In today’s digital age, businesses are generating and storing a large number of papers. However, these documents, especially visually complex ones like invoices and contracts, can be challenging to understand and extract useful information from.

To address this knowledge gap, Google researchers have developed the Visually Rich Document Understanding (VRDU) dataset. This dataset aims to improve progress tracking in document understanding tasks. It sets five criteria for an effective benchmark, surpassing existing datasets in all aspects. Google has made the VRDU dataset and assessment code available to the public under a Creative Commons license.
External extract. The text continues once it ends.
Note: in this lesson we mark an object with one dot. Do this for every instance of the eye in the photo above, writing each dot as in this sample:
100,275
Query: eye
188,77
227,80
The VRDU research branch focuses on finding ways to automatically understand visually rich documents. By utilizing VRDU models, structured information such as names, addresses, dates, and sums can be extracted. These models have practical applications in invoice processing, CRM, and fraud detection.

VRDU faces various challenges due to the wide range of document types and the intricate patterns they contain. The models must be capable of handling imperfect inputs, such as typos and missing data.

Despite these obstacles, VRDU is a rapidly developing field with significant potential. Implementing VRDU models can help businesses reduce costs and increase efficiency while enhancing operational precision.

In recent years, automated systems have been developed to process complex business documents and extract structured data. These systems eliminate the need for manual data entry, which saves time and improves corporate efficiency. Newer models, like those built on the Transformer framework and PaLM 2, have shown improved accuracy. However, existing datasets used in academic publications do not accurately reflect the challenges faced in real-world scenarios.

To address this discrepancy, researchers compared academic benchmarks with state-of-the-art models’ accuracy on real-world use cases. They identified five conditions that a dataset should meet to accurately reflect the complexity of real-world applications.

The VRDU dataset includes documents with diverse layout elements, complex structures, and varying templates. It also ensures high-quality Optical Character Recognition (OCR) results for all documents. Additionally, the dataset includes ground-truth annotations at the token level, facilitating precise training data preparation.

The VRDU collection consists of two public datasets: Registration Forms and Ad-Buy Forms. These datasets contain documents that meet all the benchmark criteria and are relevant to real-world scenarios. They provide insights into political advertisements and foreign agent registrations.

In recent years, VRDU has seen advancements such as large-scale linguistic models (LLMs) and few-shot learning techniques. LLMs trained on large datasets of text and code can represent the text and layout of visually rich documents. Few-shot learning techniques enable models to learn from minimal labeled examples, enhancing their ability to understand new document types.

The introduction of the VRDU dataset and the ongoing developments in VRDU research signify a significant step toward improved document understanding and extraction in visually complex materials.